The device uses oral fluid as a testing matrix and detects up to 12 drugs simultaneously. Unlike for urine testing, the collection can be fully observed without privacy concerns and it is resistant to alteration.
The test can detect amphetamine, cocaine, marijuana, methamphetamine, opiates and phencyclidine (PCP), and the test can be sent to a laboratory for confirmation. It also offers confirmations of presumptive positive results.
Zebra Medical Scores CE Mark for Brain Bleed Detection Algorithm
Zebra Medical Vision received a CE mark for its brain bleed detection algorithm for integration into its deep learning imaging analytics platform. The algorithm can detect intracranial hemorrhage.
The platform also offers automatic detection for low bone mineral density, vertebral fractures, fatty liver, coronary artery calcium, emphysema and more.
Polyganics Gets Breakthrough Designation for Liver and Pancreas Sealant Patch
The FDA granted breakthrough designation to Polyganics’ Liver and Pancreas Sealant Patch designed to prevent leakage after hepato-pancreato-biliary procedures.
The device is made from a proprietary polymer that seals off surgically treated tissues during the healing process.

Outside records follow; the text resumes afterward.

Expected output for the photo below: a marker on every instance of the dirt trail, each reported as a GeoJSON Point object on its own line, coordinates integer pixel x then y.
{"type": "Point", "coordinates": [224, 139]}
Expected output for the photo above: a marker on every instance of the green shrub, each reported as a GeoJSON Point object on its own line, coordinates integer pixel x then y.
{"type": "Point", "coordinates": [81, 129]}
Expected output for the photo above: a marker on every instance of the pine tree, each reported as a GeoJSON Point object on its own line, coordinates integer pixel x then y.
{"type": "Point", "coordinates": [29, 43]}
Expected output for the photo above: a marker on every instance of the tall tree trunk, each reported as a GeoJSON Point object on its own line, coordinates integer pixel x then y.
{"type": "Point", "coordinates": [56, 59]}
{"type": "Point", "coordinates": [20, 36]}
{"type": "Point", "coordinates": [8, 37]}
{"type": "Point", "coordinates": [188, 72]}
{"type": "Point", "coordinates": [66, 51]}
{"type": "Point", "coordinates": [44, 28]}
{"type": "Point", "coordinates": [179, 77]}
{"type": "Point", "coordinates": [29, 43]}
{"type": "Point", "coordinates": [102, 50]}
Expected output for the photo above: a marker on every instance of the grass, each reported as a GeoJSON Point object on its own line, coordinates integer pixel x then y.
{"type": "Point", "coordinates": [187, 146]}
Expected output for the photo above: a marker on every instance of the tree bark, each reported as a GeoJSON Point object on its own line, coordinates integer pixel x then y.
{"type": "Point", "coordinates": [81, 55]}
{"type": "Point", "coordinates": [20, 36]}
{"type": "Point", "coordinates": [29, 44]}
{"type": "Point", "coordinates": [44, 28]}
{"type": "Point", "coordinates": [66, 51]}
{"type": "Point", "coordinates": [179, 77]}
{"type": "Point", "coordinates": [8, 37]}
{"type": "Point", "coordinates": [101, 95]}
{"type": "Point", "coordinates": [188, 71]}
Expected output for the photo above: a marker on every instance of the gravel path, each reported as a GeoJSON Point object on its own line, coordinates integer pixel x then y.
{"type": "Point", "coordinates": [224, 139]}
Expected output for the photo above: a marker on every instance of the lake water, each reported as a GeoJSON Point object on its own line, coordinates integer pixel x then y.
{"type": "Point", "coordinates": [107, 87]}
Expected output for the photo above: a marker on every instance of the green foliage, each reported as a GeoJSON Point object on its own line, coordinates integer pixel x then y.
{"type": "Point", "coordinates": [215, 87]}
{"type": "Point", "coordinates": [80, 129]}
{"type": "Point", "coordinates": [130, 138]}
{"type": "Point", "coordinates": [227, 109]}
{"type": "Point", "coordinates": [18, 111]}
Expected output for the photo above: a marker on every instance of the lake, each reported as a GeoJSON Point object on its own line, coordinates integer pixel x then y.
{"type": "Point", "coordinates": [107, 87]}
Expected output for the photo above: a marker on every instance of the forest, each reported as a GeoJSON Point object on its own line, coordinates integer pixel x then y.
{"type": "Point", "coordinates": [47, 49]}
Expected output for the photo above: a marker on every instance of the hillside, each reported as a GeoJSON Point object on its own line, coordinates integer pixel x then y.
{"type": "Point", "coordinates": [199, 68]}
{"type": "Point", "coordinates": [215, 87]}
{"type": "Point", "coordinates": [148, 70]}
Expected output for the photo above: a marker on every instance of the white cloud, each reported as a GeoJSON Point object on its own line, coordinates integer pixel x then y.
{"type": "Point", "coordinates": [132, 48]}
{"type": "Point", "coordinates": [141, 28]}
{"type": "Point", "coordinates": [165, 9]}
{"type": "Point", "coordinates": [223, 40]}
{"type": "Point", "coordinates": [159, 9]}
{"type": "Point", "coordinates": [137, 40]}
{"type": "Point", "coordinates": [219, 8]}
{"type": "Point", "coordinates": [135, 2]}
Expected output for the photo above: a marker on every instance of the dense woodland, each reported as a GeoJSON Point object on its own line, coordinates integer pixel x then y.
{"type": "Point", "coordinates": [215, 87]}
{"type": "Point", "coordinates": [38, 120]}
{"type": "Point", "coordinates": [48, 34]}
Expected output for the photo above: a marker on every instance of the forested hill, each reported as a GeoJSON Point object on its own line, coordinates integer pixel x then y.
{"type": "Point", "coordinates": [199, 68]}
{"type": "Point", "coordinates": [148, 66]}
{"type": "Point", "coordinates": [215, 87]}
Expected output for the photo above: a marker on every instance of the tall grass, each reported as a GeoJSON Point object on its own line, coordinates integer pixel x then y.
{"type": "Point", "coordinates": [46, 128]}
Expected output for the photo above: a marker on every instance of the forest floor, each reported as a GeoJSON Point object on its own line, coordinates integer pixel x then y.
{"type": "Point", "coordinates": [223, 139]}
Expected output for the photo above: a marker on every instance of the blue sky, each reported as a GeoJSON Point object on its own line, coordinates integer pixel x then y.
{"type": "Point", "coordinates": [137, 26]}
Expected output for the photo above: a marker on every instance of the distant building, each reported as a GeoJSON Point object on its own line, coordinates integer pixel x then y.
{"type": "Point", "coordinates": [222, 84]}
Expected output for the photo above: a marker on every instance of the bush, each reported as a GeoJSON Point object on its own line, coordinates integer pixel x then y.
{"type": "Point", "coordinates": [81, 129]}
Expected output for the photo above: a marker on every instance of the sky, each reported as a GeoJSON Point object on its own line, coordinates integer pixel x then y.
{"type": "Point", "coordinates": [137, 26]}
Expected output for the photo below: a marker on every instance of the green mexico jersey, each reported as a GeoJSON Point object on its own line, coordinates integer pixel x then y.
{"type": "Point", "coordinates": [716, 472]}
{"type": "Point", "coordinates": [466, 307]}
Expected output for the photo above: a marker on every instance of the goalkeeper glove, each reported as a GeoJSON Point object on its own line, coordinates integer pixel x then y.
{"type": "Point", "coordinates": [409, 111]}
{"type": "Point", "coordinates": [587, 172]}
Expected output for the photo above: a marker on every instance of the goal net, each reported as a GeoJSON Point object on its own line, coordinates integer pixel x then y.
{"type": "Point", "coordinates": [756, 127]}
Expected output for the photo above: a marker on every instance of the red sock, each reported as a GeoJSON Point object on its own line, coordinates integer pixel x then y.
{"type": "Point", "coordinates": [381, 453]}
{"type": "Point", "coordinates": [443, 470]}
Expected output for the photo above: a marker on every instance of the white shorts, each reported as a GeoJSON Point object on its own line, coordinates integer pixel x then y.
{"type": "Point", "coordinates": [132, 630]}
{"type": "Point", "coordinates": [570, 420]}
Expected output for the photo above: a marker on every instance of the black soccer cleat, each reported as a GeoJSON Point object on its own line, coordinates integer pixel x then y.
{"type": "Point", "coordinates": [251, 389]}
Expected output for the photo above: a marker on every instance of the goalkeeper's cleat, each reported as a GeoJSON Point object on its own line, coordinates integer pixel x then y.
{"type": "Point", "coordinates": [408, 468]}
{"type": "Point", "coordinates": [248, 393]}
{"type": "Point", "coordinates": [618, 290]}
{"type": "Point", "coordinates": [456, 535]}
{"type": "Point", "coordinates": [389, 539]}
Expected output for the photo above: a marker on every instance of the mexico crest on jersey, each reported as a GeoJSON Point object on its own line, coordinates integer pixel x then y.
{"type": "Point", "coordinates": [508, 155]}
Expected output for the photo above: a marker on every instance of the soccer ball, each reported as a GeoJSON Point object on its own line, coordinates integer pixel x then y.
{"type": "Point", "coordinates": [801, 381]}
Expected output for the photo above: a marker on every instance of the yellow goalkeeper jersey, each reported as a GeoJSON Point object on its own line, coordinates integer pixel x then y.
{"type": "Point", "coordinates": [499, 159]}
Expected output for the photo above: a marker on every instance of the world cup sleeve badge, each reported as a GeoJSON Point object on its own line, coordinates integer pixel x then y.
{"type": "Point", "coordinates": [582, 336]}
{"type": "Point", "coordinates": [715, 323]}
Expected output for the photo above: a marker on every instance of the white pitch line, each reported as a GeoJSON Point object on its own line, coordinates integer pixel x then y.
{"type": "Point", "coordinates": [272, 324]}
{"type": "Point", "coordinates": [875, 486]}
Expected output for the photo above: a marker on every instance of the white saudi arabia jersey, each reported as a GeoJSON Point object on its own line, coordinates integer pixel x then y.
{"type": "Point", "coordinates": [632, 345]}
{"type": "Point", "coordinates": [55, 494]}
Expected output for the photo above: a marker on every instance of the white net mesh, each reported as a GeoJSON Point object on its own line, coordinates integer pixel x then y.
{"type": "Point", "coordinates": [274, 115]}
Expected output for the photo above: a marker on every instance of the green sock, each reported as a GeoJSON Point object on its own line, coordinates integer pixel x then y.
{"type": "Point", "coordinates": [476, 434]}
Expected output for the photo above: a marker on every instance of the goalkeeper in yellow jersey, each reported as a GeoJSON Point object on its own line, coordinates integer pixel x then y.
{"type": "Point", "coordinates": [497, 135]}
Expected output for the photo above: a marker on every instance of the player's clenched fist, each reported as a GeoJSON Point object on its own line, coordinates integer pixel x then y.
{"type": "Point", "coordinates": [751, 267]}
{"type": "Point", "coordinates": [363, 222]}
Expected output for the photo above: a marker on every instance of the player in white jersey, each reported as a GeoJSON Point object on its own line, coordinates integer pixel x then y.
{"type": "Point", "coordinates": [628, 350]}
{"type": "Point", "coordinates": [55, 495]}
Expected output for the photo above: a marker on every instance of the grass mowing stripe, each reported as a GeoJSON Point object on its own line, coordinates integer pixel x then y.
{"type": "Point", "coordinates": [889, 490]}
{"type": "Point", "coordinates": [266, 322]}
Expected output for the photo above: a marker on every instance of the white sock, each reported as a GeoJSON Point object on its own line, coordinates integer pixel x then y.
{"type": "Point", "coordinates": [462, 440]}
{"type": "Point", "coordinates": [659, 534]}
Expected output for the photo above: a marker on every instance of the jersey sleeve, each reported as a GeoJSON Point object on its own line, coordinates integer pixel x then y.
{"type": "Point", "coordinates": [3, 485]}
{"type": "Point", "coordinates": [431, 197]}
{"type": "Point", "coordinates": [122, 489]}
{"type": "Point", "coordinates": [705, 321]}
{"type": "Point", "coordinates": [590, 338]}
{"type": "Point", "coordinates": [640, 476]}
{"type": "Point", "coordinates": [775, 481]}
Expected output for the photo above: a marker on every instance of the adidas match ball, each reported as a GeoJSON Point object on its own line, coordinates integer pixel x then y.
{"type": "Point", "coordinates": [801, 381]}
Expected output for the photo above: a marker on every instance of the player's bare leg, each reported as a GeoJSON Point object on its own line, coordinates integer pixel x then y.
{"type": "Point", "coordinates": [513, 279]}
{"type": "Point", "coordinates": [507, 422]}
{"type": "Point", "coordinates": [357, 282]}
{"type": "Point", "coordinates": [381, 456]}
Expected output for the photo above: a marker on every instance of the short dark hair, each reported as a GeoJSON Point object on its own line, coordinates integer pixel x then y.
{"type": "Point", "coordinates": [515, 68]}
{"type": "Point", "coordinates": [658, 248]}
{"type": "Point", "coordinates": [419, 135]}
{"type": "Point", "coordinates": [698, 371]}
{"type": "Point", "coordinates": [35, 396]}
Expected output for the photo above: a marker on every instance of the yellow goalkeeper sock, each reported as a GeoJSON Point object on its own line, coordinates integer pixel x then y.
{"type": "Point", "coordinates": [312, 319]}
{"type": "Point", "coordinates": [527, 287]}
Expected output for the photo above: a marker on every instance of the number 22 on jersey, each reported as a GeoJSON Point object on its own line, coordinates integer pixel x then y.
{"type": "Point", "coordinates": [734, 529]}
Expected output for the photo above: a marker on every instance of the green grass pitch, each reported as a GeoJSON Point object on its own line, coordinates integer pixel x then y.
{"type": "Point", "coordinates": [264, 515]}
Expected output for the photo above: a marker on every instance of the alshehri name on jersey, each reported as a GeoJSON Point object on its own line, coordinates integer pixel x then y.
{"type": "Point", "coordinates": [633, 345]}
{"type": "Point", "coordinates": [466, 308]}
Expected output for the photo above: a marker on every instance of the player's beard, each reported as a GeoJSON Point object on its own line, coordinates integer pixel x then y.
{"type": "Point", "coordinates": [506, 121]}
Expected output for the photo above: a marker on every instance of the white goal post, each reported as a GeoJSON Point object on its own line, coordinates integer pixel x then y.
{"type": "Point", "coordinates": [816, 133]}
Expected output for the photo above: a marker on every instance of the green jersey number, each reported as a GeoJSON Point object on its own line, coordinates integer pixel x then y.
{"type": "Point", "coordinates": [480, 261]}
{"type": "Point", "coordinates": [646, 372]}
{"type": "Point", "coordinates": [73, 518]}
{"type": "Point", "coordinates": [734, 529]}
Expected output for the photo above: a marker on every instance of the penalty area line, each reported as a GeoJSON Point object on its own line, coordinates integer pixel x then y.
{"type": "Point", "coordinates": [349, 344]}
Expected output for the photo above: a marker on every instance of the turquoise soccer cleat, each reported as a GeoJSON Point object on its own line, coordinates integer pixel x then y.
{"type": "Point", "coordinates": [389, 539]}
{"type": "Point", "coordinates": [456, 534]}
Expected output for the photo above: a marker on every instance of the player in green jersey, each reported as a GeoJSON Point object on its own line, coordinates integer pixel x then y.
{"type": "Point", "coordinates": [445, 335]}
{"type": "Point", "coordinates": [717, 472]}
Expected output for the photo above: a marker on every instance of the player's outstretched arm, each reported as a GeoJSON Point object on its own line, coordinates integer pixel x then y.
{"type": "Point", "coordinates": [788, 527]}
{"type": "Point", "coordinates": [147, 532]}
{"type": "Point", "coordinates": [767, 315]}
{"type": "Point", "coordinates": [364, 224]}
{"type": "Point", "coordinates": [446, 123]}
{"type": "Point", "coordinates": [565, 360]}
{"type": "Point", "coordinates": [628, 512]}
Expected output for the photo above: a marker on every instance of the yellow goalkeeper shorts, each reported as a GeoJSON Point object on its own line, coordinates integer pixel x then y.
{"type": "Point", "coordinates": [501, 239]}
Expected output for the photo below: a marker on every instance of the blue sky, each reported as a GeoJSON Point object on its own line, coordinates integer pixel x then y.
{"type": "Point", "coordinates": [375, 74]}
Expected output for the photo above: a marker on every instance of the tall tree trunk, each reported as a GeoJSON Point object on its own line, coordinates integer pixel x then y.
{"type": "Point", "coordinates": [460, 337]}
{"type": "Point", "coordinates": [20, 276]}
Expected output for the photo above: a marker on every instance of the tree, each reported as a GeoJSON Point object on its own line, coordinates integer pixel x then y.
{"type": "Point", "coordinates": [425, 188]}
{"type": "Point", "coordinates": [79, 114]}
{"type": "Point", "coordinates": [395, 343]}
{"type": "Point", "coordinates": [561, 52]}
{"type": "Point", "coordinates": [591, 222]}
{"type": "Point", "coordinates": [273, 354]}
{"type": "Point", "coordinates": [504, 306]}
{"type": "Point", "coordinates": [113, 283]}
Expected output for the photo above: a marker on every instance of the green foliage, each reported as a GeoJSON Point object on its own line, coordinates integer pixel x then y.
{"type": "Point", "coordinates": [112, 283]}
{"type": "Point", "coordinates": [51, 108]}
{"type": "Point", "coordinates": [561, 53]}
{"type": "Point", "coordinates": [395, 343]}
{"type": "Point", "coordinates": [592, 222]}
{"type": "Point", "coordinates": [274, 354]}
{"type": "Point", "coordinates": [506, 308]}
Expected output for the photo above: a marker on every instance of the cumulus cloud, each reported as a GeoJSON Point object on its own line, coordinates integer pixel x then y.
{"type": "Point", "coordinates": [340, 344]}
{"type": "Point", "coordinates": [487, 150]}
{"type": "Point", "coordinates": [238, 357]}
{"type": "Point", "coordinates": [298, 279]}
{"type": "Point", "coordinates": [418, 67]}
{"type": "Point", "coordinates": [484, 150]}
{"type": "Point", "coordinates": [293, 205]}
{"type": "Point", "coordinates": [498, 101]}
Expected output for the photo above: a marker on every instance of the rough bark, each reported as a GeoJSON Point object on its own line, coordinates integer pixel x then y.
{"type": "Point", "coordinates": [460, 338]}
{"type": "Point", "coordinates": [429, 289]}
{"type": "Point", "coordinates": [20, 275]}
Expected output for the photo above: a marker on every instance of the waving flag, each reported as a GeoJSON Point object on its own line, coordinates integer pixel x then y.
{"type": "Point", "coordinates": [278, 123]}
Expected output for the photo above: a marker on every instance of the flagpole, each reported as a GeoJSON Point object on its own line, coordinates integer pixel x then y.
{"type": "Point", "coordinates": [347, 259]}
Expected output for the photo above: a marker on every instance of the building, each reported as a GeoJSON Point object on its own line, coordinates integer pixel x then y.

The Dutch company received a grant of $1.4 million from the European Fund for Regional Development last December for clinical validation of the device.
Roche’s Hematology Testing Solution Gains 510(k) Clearance
Roche’s cobas m 511 integrated hematology analyzer received 510(k) clearance from the FDA.
The device identifies, counts and categorizes white and red blood cells and platelets, and presents digital images of the cell types.
The cobas m 511 combines a cell counter, stainer, slidemaker and digital morphology analyzer.